Recent studies have also demonstrated that the immunomodulatory properties of MSCs are able to be exploited for the treatment of many inflammatory and rheumatic conditions, including OA. Specifically, the ability of MSCs to migrate to the site of an injury, induce peripheral tolerance, and inhibit the release of pro-inflammatory cytokines has been observed to promote tissue repair and the survival of damaged cells.
Considering these advances, Mobasheri et al. report that tissue engineering with chondrocytes and MSCs is now considered to be a promising way of repairing articular cartilage lesions. While there is significant evidence of the potential of these cell-based therapeutic treatment options, the authors also point out fundamental weaknesses associated with the models available to date.
Included among these weaknesses is the fact that none of the engineered tissue currently available possess the normal zonal organization of chondrocytes observed in vitro and considered to be the prerequisite for normal cartilage function and for the success of any future clinical application.

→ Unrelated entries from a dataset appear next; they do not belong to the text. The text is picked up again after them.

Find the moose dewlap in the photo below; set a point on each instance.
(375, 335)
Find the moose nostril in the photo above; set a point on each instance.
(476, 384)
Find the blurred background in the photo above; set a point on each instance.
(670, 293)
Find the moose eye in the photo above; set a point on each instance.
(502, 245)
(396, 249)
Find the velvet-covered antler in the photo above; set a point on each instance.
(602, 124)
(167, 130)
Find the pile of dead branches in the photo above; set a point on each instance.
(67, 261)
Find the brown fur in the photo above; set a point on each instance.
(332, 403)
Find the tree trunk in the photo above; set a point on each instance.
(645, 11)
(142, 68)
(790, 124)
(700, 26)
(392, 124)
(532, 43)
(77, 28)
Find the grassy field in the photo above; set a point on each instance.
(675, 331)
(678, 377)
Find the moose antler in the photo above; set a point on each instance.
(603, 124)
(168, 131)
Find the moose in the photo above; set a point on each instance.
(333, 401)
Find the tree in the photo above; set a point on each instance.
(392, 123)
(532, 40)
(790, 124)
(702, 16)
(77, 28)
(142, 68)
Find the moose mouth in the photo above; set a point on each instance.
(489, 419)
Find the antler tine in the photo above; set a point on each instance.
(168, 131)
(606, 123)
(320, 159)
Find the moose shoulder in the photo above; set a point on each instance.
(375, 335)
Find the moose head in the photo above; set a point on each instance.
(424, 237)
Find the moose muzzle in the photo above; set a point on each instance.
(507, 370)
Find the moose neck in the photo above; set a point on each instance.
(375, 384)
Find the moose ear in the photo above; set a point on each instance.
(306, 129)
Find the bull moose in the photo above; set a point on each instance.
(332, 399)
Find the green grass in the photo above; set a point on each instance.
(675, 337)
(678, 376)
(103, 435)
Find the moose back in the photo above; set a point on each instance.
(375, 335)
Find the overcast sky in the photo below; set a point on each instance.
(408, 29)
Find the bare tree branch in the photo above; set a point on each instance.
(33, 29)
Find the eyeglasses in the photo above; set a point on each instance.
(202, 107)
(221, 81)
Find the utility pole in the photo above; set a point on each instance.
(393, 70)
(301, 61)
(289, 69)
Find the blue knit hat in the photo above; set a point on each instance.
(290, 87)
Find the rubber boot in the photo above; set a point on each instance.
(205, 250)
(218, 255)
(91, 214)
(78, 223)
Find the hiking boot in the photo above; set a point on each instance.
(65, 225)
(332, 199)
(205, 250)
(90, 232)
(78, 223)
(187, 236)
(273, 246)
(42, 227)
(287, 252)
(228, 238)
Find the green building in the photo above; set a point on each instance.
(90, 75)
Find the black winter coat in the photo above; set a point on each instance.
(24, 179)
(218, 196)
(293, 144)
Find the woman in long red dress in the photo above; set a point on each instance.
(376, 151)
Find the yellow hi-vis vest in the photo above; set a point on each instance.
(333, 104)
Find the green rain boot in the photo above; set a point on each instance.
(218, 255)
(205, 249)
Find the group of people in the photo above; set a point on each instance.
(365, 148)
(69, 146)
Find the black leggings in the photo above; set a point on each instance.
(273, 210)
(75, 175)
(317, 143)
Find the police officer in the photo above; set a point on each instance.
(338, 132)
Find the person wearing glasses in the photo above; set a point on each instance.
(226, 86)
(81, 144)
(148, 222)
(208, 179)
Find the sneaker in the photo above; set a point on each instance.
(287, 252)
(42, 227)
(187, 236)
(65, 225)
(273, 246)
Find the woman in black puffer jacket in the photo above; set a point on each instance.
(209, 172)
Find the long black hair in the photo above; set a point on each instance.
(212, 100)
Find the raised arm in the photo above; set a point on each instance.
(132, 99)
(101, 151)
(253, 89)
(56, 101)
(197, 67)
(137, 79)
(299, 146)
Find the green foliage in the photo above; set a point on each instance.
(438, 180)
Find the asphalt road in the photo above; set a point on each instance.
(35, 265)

While there are still weaknesses associated with tissue utilizing engineering and cell-based therapies to repair cartilage in OA and other orthopedic conditions that require further research, the authors conclude that these emerging therapeutic options hold tremendous promise for managing OA in the future.
Source: Ali Mobasheri, Gauthaman Kalamegam, Giuseppe Musumeci, Mark E. Batt,
Chondrocyte and mesenchymal stem cell-based therapies for cartilage repair in osteoarthritis and related orthopaedic conditions, Maturitas,Volume 78, Issue 3, 2014, Pages 188-198, ISSN 0378-5122.